DEV Community

Ahammad Sabir
Ahammad Sabir

Posted on

Art of saying no!

Saying no is a hidden yes to something far more important. When you’re faced with choices, it’s often difficult to make the decision. But when your resources are limited, you can’t choose both, and expect them all to produce best results. That’s the price of divided focus! But it’s often not as elusive as it could seem! Let’s see where it goes.

Suppose you’re faced with a choice. You’d have to choose a research topic, and you like the 90 topics that came to your first search result. All of them sounds interesting. You can’t seem to figure out which one to try, right? Then how would you decide? Or perhaps a choice to buy the next laptop.
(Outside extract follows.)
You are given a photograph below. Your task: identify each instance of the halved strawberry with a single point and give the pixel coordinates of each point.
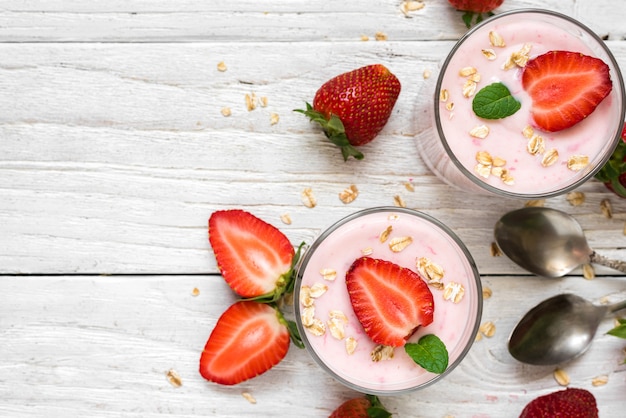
(248, 340)
(565, 88)
(254, 257)
(390, 301)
Buy a gaming laptop, or a mac - build a PC or maybe just settle with an iPad? Tough decision, right? How would you decide! Let’s see if this helps.
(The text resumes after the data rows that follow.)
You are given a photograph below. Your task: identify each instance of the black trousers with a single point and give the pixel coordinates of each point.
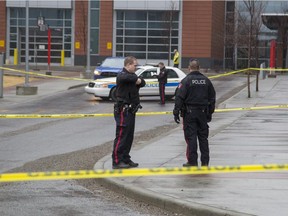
(125, 127)
(162, 92)
(196, 128)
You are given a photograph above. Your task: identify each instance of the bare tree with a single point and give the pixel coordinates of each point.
(245, 34)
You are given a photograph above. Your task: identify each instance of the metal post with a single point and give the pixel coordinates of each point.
(88, 37)
(1, 75)
(27, 45)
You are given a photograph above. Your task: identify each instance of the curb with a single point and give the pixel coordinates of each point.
(162, 201)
This is more of a personal observation. But I think you’d understand the story. It’s the apple vs google story. Apple, the rich kid’s gadget. Shiny tool, and even fancier apps in it. Why is it so popular? I really like the apple’s engineering philosophy. I think Steve Jobs did it, or maybe later on someone else. I’m not sure. But apple is notoriously known as the slowest ones to ship the features. The perfectionists! The against the grain people. Apple has a philosophy where they try to completely build a feature to it’s perfection, and then move on to the next one. So, it’s become quite synonymous with apple, the word quality! It’s more reliable. Google on the other hand, they have a internal policy of pushing as many passion projects as possible. They have the numbers game policy. I think they had almost 20 chat apps, that got killed. Thus the famous Killed by Google list!
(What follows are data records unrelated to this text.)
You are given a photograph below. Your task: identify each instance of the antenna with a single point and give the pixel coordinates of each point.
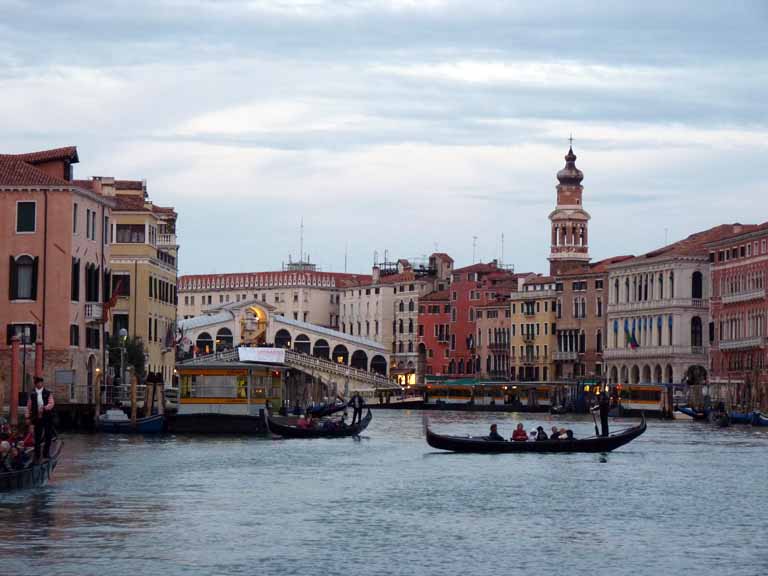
(301, 240)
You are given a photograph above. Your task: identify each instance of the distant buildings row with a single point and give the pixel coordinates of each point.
(693, 308)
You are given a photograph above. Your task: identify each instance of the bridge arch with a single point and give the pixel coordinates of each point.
(321, 349)
(282, 338)
(340, 354)
(302, 344)
(359, 360)
(379, 364)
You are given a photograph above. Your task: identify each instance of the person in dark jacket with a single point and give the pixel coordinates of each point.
(494, 434)
(40, 415)
(357, 404)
The point here, is that no matter how good work you’re doing, if they are not focused towards a central goal, they’d all go to waste! Suppose you’re doing 10 projects on 10 different topics. Unless they’re all focused towards a central goals, chances are they’re not going to matter much in the end! If your goal is to get a job, work on one tech stack, and increase your skills over there. It all really starts with your goals. The end goal, connecting all the dots backwards, that’s how you can make seemingly meaningless things part of a larger plan!

Here’s a simple step by step actions I’d recommend, when you’re trying to get to the journey, of whatever path you’re on!

The checklist:

  1. Identify your goals. It really should be on your own preferences! Something that resonates with you. This is what will keep you going, in the tough times, and they always come! Your “why” will keep you in the track, so make sure it’s something you truly believe in. And it’s always personal.
  2. Take on “projects” based on that goal. Projects here can be anything. If your goal is to earn a degree, the project is those courses!
  3. Say no to everything else. Specially the good things.

Prioritization, and staying on track is hard. That’s why you should always choose something that is truly important to you. It’s what will keep you going, when times will be tough.